Les produits injectés ou agents sclérosants sont divers parmi lesquels l’aetoxysclérol liquide ou mousse (augmentation du temps de contact entre le produit et l’endothélium veineux augmentant le pouvoir sclérosant).

Le Laser endoveineux

Cette technique d’oblitération endoveineuse des troncs saphéniens se pratique par voie endovasculaire. Une anesthésie locale par tumescence est le plus souvent pratiquée, le geste est ambulatoire. Le dispositif est introduit et remonté jusqu’à la crosse sous contrôle échographique et la fibre est retirée progressivement durant les tirs sur tout le trajet de la veine. Les tirs lasers entraînent une photocoagulation de la paroi veineuse sur tout le trajet de la varice. Une contention est mise en place. Les suites sont simples en dehors de quelques ecchymoses et d’une induration fréquente sur le trajet de la veine.
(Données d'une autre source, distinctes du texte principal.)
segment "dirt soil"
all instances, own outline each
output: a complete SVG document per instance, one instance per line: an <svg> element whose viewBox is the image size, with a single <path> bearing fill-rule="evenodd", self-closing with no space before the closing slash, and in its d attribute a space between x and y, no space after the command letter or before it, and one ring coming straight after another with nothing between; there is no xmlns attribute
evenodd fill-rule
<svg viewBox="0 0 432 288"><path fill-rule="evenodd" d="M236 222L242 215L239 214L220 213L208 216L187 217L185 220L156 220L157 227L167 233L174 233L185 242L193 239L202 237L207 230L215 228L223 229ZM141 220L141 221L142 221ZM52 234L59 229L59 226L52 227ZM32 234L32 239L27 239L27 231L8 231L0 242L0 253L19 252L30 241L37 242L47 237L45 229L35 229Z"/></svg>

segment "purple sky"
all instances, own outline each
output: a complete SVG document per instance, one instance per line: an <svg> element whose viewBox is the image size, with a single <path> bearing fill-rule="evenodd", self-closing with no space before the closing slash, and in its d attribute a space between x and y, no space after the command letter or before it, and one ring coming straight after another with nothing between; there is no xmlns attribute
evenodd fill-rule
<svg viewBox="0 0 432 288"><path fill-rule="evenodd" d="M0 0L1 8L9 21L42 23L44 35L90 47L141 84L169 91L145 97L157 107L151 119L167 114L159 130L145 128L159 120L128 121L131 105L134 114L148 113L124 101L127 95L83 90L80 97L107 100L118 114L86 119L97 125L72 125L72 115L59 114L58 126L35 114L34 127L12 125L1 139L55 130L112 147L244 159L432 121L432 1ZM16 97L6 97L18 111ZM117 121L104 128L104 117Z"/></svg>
Le risque d’atteinte des nerfs de proximité est quasi nul.

La chirurgie

La technique historique consiste en une crossectomie , associée à un éveinage sur fil de la grande veine saphène et/ou de la petite veine saphène.
Ses indications reculent avec l’apparition ces dernières années de techniques moins invasives ; les phlébectomies étagées sous anesthésie locale et en ambulatoire sont souvent associées à la sclérose mousse et donnent d’excellents résultats.